“You can call me Bob, or Big, if you like.”

No she couldn’t. She said, “I’m different from time to time…”

“How different?”

“Well, like if something’s bothering me, or I don’t feel too good.”

Or like right now. Wanting to get out of here.

In the next moment he was Bob Gibbs again, this farmer-looking guy, his voice quiet, confiding. He said, “But have you ever been so different you became a twelve-year-old colored girl who lived a hundred and thirty-five years ago in Clinch County, Georgia? A slave girl by the name of Wanda Grace?”

Kathy Baker said, “Your wife might need help.”

“One of us does,” the judge said.

3

The first time Bob Gibbs saw his wife she was performing sixteen feet beneath the surface of Weeki Wachee Spring, in a mermaid outfit.

He watched her through the glass wall of the underwater theater.
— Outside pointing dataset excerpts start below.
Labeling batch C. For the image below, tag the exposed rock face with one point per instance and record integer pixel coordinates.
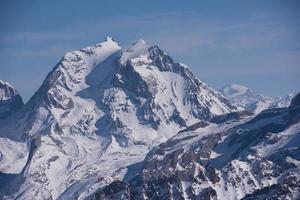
(99, 110)
(10, 100)
(249, 158)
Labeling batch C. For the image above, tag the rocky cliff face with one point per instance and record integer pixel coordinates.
(240, 158)
(98, 111)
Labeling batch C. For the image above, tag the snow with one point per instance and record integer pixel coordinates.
(91, 130)
(7, 91)
(234, 90)
(134, 50)
(13, 156)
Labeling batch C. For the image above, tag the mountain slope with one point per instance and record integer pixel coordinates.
(100, 110)
(240, 157)
(245, 98)
(10, 100)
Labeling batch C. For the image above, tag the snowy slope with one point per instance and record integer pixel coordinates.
(98, 111)
(240, 158)
(246, 98)
(10, 100)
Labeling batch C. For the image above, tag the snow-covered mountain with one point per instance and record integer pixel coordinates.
(245, 98)
(100, 110)
(235, 156)
(10, 100)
Saw her gold lamé tail undulating, saw her long golden hair moving slow motion, Leanne smiling, showing her perfect teeth in that clear springwater before taking the tip of the air hose in her mouth, making a delicate, feminine gesture of it.
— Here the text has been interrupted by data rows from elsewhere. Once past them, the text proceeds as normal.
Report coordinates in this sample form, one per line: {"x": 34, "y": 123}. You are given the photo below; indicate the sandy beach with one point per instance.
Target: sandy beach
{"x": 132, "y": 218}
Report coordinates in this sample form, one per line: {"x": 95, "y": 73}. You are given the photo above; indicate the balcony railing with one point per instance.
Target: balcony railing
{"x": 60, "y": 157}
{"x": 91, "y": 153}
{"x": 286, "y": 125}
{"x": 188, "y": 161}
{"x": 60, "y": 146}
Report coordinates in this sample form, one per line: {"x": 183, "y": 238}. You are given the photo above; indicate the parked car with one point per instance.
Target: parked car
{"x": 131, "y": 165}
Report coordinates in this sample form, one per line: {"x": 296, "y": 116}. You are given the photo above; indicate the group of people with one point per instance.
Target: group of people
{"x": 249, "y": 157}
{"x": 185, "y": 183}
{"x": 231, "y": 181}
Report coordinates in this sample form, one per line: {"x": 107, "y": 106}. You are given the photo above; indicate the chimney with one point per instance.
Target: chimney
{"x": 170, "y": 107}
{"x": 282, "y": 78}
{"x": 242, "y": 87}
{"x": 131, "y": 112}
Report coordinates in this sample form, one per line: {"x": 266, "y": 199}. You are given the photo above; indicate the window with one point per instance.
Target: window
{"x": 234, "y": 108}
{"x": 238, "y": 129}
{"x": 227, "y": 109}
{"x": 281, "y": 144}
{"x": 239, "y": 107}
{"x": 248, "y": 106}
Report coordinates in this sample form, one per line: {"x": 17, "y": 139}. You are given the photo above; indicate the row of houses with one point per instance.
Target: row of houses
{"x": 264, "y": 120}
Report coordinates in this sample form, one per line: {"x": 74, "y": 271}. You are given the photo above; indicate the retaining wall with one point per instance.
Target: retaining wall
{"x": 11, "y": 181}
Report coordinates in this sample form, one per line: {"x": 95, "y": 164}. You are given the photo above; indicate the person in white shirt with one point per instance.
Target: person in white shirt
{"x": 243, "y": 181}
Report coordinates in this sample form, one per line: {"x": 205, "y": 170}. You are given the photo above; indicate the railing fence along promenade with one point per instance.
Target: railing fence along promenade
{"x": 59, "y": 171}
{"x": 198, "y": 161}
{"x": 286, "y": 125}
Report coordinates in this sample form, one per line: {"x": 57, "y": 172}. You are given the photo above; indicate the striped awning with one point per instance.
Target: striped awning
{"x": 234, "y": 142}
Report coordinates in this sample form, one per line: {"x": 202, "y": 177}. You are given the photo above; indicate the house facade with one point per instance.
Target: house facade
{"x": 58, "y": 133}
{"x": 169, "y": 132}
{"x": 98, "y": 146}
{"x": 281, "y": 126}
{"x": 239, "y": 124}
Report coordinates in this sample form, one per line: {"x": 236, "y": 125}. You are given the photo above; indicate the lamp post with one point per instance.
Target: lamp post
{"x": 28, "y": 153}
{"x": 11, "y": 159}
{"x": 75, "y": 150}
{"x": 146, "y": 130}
Bob Gibbs, already a judge, saw the purity of this healthy girl suspended in crystal water, air bubbles rising out of her, carrying her breath to the sunlight way above. Young enough to be his daughter, but that didn’t matter. The man inside the judge said, “Oh, my,” lured by a mermaid, taken with the idea of landing her.

He saw her outside after, pink shorts molded to her cute butt, hair still wet, turning wide-eyed and no doubt apprehensive, a man coming up to her in a dark suit and necktie. Introducing himself as a circuit court judge didn’t exactly warm her up, but she did start to relax once he expressed how much he enjoyed the show and began asking her questions.